One of the main issues would be how to deal with the huge local ambiguity of human language.
Connectionnist Psycholinguistics
In this (more recent) approach, neurons are viewed as entities mapping and transmitting real-valued inputs to each other. The model corresponding to this hypothesis is a connectionist net. According to the authors, “‘soft’ regularities in language [are] more naturally captured by connectionist rather than rule-based method” (p. 481).
The framework of optimality theory is said to take inspiration from both traditions.
Probabilistic Models
According to Chater and Christiansen, “Memory or instance-based views are currently widely used across many fields of cognitive science”. The fundamental divide in neural network architectures (i.e. between connectionnist and probabilistic models) is whether the input is to be processed just unidirectionally or also using a top-down feedback (p. 483). As far as I know, there are indeed recent trends to develop probabilistic models of reading comprehension, where the experience of the reader is seen as an exposure to statistical regularities embracing phenomena at word or multi-word level, like collocations, but also sentence features, like subject-object inversion.
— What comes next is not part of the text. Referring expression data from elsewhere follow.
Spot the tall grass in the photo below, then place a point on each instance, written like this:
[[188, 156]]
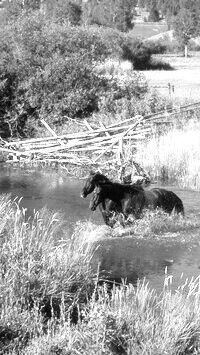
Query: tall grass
[[131, 321], [174, 155], [45, 277], [40, 268]]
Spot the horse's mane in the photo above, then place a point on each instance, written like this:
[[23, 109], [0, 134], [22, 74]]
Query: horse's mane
[[104, 180], [98, 176]]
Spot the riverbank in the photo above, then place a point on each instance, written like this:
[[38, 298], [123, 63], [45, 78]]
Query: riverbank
[[51, 300]]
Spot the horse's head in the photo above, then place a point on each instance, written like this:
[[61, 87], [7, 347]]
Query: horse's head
[[96, 198], [88, 187], [92, 181]]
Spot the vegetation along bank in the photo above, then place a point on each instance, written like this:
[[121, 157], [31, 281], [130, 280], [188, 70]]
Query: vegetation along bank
[[74, 69]]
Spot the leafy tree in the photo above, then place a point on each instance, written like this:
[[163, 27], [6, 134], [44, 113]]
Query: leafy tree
[[186, 25]]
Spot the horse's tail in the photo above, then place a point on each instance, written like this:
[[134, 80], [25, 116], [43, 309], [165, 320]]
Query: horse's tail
[[179, 207]]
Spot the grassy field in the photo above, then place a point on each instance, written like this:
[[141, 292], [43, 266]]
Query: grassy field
[[184, 77]]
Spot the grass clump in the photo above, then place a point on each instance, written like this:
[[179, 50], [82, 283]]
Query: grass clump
[[173, 156], [131, 321], [50, 303], [40, 271]]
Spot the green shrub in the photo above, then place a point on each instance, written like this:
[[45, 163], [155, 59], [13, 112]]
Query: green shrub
[[137, 52], [51, 74]]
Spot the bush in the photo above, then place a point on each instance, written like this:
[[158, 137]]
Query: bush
[[51, 74]]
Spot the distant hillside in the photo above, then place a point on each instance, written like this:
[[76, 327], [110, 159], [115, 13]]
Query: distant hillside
[[170, 36]]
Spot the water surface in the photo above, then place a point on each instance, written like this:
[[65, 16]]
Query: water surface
[[119, 257]]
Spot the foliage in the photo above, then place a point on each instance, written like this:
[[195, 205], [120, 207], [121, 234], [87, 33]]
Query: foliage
[[186, 25], [117, 14], [138, 52], [51, 74]]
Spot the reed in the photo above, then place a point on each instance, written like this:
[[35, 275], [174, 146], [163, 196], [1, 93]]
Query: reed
[[131, 321], [40, 268], [174, 155], [43, 268]]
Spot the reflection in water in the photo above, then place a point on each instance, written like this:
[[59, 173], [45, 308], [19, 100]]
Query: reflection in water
[[118, 257]]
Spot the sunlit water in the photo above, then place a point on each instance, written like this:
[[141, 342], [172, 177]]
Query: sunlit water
[[120, 257]]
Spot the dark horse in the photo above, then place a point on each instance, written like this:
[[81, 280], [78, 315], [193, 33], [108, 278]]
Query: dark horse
[[107, 206], [133, 199]]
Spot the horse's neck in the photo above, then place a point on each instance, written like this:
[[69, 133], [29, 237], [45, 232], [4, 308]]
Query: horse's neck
[[113, 194]]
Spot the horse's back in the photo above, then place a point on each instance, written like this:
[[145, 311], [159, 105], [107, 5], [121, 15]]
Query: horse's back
[[167, 200]]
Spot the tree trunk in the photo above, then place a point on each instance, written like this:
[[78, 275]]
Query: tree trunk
[[186, 51]]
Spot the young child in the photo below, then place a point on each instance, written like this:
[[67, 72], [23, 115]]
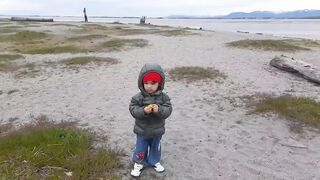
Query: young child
[[150, 107]]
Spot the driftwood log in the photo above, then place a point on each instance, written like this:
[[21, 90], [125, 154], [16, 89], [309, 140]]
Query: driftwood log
[[32, 19], [298, 67]]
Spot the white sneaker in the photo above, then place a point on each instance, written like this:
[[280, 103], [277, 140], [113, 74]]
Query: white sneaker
[[136, 171], [159, 167]]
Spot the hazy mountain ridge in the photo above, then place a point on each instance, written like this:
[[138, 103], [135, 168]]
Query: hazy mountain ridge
[[299, 14]]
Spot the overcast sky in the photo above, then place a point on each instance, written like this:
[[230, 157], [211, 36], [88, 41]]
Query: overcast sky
[[151, 8]]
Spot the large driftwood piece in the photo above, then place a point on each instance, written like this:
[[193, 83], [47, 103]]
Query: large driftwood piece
[[301, 68], [32, 19]]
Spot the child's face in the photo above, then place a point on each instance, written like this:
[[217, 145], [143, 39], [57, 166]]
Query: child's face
[[151, 86]]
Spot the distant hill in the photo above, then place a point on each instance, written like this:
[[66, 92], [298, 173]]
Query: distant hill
[[299, 14]]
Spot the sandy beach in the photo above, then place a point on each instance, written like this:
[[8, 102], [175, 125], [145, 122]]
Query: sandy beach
[[210, 134]]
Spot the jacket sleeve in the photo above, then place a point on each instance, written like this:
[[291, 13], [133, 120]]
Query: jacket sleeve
[[135, 109], [165, 109]]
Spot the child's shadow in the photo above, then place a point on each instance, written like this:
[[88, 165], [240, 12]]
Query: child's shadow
[[148, 173]]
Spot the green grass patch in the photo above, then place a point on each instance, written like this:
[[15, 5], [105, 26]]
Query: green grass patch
[[175, 32], [194, 73], [271, 45], [9, 57], [87, 37], [48, 150], [61, 24], [24, 36], [88, 59], [53, 50], [119, 44], [8, 30], [298, 109]]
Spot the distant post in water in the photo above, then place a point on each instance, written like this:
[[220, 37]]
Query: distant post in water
[[143, 20], [85, 15]]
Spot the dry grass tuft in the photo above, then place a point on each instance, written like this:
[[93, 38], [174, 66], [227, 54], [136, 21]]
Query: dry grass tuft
[[275, 45], [45, 149], [195, 73]]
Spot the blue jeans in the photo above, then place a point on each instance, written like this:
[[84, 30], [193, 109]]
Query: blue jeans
[[147, 151]]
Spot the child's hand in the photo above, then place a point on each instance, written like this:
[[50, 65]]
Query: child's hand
[[155, 108], [147, 110]]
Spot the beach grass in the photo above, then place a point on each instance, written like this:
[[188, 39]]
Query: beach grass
[[87, 37], [9, 57], [53, 50], [8, 30], [45, 149], [88, 59], [24, 37], [119, 44], [61, 24], [297, 109], [271, 45], [195, 73]]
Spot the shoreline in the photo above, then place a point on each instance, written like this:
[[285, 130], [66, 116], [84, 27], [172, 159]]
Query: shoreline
[[210, 134]]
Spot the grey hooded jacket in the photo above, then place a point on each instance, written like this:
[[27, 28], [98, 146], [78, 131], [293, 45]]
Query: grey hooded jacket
[[150, 125]]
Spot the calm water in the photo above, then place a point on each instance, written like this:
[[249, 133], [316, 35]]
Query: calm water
[[301, 28]]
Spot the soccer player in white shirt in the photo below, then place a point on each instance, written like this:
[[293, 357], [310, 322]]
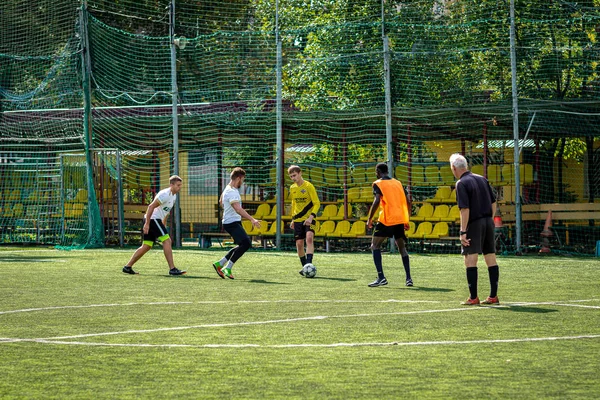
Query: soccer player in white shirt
[[154, 227], [232, 223]]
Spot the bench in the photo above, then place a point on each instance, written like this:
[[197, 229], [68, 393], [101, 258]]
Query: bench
[[566, 215]]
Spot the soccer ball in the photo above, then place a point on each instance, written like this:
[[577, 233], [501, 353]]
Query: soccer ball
[[309, 270]]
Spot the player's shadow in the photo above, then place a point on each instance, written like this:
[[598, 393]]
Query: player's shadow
[[28, 259], [267, 282], [529, 309], [186, 276], [426, 289], [334, 279]]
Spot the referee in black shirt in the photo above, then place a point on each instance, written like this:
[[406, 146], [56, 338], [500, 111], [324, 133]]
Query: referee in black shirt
[[477, 204]]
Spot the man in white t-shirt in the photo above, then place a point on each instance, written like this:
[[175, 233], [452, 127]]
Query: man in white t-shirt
[[154, 227], [232, 223]]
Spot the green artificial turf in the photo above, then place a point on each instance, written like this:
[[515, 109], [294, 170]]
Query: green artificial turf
[[74, 326]]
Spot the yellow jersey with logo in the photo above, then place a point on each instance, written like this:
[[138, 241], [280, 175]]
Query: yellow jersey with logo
[[304, 201], [394, 207]]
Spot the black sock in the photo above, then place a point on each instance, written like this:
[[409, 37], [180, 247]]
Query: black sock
[[472, 280], [494, 272], [378, 265], [406, 263]]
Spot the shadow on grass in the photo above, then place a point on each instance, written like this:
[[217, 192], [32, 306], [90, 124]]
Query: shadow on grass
[[529, 309], [29, 259], [334, 279], [187, 277], [426, 289], [267, 282]]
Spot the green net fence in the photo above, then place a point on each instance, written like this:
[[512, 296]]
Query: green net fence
[[448, 87]]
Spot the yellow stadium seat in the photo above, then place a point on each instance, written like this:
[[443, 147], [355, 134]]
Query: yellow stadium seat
[[326, 228], [478, 169], [402, 173], [359, 176], [440, 229], [418, 175], [424, 212], [526, 171], [411, 229], [330, 176], [358, 228], [341, 228], [366, 193], [247, 225], [446, 176], [495, 175], [273, 229], [440, 212], [340, 213], [423, 229], [264, 227], [453, 215], [329, 212], [508, 174], [262, 210], [432, 175], [442, 193], [316, 177], [354, 194], [452, 198]]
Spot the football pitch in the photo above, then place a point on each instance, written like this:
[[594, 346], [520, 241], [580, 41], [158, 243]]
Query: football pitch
[[72, 325]]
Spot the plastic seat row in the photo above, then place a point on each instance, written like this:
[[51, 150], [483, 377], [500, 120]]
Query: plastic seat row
[[426, 230], [441, 213], [432, 175], [330, 212]]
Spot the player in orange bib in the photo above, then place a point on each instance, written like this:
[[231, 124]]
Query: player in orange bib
[[393, 221]]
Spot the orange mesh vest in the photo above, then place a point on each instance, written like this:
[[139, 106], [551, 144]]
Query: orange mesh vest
[[394, 208]]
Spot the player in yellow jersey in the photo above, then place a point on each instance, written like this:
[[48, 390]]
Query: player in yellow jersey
[[305, 206], [393, 221]]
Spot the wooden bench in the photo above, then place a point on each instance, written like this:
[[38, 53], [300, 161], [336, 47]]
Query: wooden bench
[[567, 215], [568, 212]]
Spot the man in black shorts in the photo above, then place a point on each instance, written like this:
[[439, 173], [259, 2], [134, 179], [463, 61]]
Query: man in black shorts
[[393, 219], [477, 203]]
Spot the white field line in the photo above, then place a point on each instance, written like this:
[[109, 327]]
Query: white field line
[[556, 303], [309, 345], [92, 306], [248, 323]]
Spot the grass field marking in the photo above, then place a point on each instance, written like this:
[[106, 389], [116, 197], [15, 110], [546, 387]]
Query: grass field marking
[[275, 321], [93, 305], [310, 345]]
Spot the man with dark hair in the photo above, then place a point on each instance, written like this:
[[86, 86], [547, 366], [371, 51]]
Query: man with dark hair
[[305, 206], [393, 221], [154, 227], [477, 204], [232, 223]]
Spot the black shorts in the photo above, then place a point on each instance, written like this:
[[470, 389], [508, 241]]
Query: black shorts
[[481, 233], [395, 231], [156, 232], [237, 232], [300, 229]]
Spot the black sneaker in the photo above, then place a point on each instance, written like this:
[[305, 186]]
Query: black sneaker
[[175, 271], [378, 282], [129, 270]]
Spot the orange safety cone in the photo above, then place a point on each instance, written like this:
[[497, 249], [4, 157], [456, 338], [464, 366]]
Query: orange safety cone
[[546, 234]]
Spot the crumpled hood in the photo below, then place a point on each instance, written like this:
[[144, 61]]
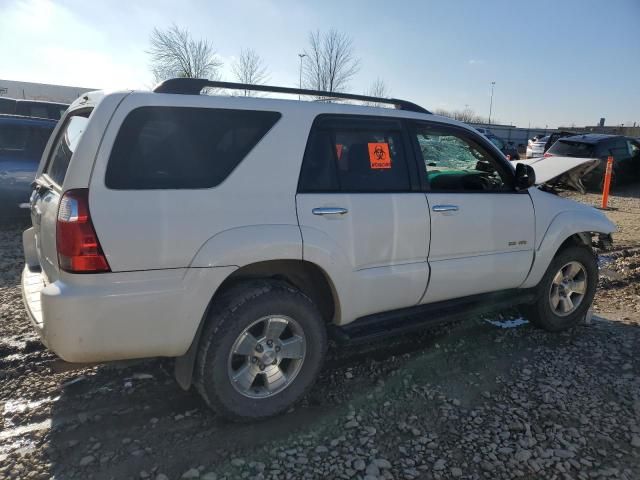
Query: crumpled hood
[[568, 170]]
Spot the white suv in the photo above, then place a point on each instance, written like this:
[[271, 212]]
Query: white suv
[[237, 233]]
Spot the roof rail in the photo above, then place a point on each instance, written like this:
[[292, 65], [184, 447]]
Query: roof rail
[[193, 86]]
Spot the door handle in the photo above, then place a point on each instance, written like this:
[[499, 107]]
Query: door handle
[[445, 208], [329, 211]]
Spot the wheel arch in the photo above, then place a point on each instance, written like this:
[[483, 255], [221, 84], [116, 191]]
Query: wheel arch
[[306, 276]]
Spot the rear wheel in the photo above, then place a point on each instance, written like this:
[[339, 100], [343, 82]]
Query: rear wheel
[[261, 351], [566, 291]]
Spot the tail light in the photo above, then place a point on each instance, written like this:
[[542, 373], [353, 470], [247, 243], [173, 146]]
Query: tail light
[[78, 247]]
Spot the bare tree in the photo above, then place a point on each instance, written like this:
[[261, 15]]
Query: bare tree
[[249, 68], [174, 53], [330, 61], [377, 89]]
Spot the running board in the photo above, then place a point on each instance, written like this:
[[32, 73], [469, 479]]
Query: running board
[[396, 322]]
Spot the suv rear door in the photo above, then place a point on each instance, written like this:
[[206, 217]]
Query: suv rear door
[[358, 197]]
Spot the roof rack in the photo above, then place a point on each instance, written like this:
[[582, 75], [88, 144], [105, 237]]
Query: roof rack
[[193, 86]]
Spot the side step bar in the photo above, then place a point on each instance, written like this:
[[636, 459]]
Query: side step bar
[[396, 322]]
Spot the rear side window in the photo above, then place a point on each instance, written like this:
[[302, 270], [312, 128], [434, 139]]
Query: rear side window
[[183, 148], [361, 158], [66, 144], [568, 148]]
Application to sentence processing
Not only the authors agree on the fact that sentence processing has often been thought of in symbolic terms. But the shift toward statistical approaches led to theoretical changes in the way sentence structure is thought of. In fact, according to the authors there have recently been attempts to capture the statistical regularities between words : “‘Lexicalized grammars’, which carry information about what material co-occurs with specific words, substantially improve computational parsing performance (Charniak, 1997; Collins, 2003)” (p. 489). Chater and Christiansen stand for a hybrid approach :
“There is a variety of overlapping ways in which rule-based and probabilistic factors may interact.”
“The project of building deeper models of human language processing and acquisition involves paying attention to both rules and to graded/probabilistic structure in language.” (p. 498).
N. Chater and M.H. Christiansen, “Computational Models of Psycholinguistics”, in The Cambridge Handbook of Psycholinguistics, R. Sun (ed.), Cambridge University Press, 2008.